ECs have also been found to undergo apoptosis several months after initial COVID-19 infection [102]. This directly impairs signaling between intercellular connexin channels and upstream vascular smooth muscle cells. In addition, the capillary endothelium is protected by a glycocalyx matrix that acts as a fluid barrier; elevated inflammatory mediators in Long COVID may cause shedding of this glycocalyx, causing profound changes in microvascular resistance and capillary hemodynamics [102].

The vascular endothelium serves as a central interface between inflammation and coagulation, with a crucial role in the regulation of two systems.
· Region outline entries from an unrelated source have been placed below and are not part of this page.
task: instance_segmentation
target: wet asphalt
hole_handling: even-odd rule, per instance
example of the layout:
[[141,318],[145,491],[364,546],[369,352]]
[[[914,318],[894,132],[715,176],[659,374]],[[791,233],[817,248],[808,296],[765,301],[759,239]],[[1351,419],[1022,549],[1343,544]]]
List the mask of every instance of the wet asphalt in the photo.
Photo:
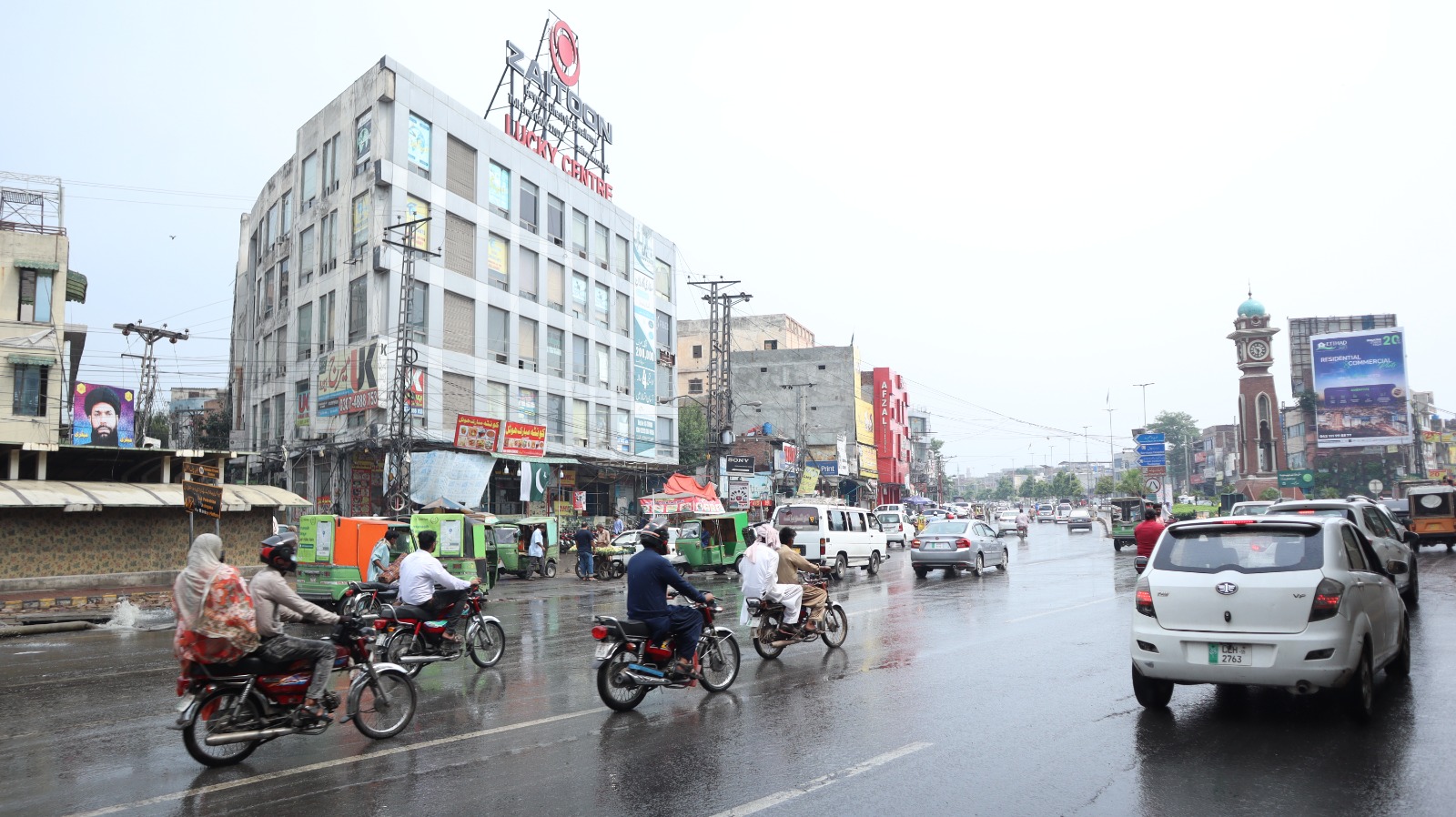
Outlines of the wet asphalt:
[[753,651],[719,695],[597,699],[594,613],[620,581],[505,578],[489,670],[427,667],[396,738],[352,725],[208,770],[172,731],[170,632],[0,642],[0,814],[1450,814],[1456,555],[1421,553],[1408,680],[1379,679],[1372,724],[1325,696],[1178,687],[1143,711],[1128,680],[1130,549],[1034,526],[1010,569],[916,580],[895,552],[831,587],[843,650]]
Under normal physiological conditions, the intact endothelium has anti-inflammatory properties and expresses anticoagulant proteins [188,189]. However, in Long COVID, it is hypothesized that cryptic SARS-Cov-2 reservoirs and various inflammatory molecules bind to receptors on ECs [190]. This may cause the endothelium to become activated and to upregulate the expression of cell adhesion molecules, such as ICAM-1, VCAM-1, selectins (E-selectin and P-selectin), inflammatory mediators, and procoagulant factors, while weakening the expression of anticoagulant factors [10]. Cytokines can also directly stimulate TF and the formation of neutrophil extracellular traps (NETs) to induce thrombosis [191,192]. Additionally, the inflamed endothelium promotes adhesion and hyperactivation of platelets [193]. SARS-Cov-2 can also directly bind to platelets via the ACE2 and TMPRSS2 receptors to promote platelet activation, adhesion, and aggregation, thereby causing increased coagulation [194]. Moreover, platelets can also become hyperactivated due to upregulation of inflammatory and adhesion molecules.

Autopsy studies have revealed the extensive effects of SARS-CoV-2 infection on ECs., including endothelialitis, endothelial damage, capillary inflammation, and thrombosis [183]. Endothelial damage may increase cell permeability and leukocyte adhesion while inhibiting anticoagulant properties. Previous studies showed that antithrombin III, tissue factor pathway inhibitor, and activated protein C (APC) are significantly decreased in the context of endothelial damage, promoting coagulation [195,196]. Furthermore, damaged ECs become procoagulant when exposed to TF, exposed phosphatidylserine (PS), increased VWF, and factor VIII. ECs can also fuel the expression of chemokines on their surface, promoting neutrophil recruitment that may contribute to thrombosis [197].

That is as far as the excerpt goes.